Until somewhat recently, CB2 receptors were thought to be restricted exclusively to peripheral tissues, such as immune cells. However, with the development of higher affinity antibodies, CB2 has now been identified within the brain stem (Van Sickle et al., 2005). Although CB2 is expressed within peripheral and central nervous tissues, receptor expression has not conclusively been shown on neurons. Although not typically expressed at high levels in healthy tissues, CB2 expression increased in injured and diseased neural tissue in humans (Wotherspoon et al., 2005). Concordantly, rats subjected to CCI showed increased CB2 receptor expression in lumbar spinal cord, as compared with controls, although this upregulated receptor expression may have been limited to resident microglia (Zhang et al., 2003).
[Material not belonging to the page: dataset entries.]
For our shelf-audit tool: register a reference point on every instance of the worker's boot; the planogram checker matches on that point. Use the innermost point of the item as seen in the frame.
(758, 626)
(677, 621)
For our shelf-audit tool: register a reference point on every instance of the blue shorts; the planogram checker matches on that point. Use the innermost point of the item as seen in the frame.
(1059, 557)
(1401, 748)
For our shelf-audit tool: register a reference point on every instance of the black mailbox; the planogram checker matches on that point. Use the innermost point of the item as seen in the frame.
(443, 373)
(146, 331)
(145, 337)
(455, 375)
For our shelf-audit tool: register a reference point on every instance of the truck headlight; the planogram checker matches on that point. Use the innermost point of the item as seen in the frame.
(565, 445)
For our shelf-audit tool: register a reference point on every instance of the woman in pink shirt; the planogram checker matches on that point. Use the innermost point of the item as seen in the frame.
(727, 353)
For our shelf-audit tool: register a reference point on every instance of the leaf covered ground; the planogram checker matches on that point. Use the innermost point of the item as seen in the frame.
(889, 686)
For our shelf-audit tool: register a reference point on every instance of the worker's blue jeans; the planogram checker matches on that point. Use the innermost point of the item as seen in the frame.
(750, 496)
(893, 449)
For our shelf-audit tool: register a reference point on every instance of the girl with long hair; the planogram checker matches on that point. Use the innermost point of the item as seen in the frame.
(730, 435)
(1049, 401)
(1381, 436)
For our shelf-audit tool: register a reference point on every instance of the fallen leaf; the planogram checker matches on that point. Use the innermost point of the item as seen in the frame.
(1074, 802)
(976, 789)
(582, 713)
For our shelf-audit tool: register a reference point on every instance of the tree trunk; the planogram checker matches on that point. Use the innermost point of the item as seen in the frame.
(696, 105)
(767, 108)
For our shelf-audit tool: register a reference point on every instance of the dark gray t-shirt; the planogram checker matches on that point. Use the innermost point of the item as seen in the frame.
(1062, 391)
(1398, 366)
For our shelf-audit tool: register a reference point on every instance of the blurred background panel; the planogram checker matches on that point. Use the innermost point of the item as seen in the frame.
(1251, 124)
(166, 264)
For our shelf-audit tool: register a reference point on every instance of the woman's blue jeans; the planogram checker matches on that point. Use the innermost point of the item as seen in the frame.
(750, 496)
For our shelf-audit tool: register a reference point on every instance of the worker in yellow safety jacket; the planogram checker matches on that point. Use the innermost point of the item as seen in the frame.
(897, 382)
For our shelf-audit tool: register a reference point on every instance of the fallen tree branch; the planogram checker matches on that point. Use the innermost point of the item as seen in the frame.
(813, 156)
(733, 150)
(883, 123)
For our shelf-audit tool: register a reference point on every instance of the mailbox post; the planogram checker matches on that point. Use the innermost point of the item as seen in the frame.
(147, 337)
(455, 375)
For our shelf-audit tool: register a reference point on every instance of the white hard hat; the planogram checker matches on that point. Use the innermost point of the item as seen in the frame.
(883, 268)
As it pertains to pain, the specific mechanism of action through which CB2 modulates nociception is not well understood. Peripheral nerve injury causes an increase in receptor expression for the proinflammatory cytokine, TNF-α, in the dorsal root ganglia (Ohtori et al., 2004). Given that production of proinflammatory cytokines, including TNF-α, contributes to pathogenesis following nerve injury (Watkins et al., 2007), and that activation of CB2 has anti-inflammatory effects (Cabral and Griffin-Thomas, 2009), the concomitant increase in CB2 receptor expression in damaged tissue may act as a feedback loop, preventing exaggerated damage from activated glial cells. Whether CB2 receptor binding directly affects peripheral nociceptors or supraspinal systems, current evidence clearly points to CB2 inflammatory modulation, which indirectly affects nociception.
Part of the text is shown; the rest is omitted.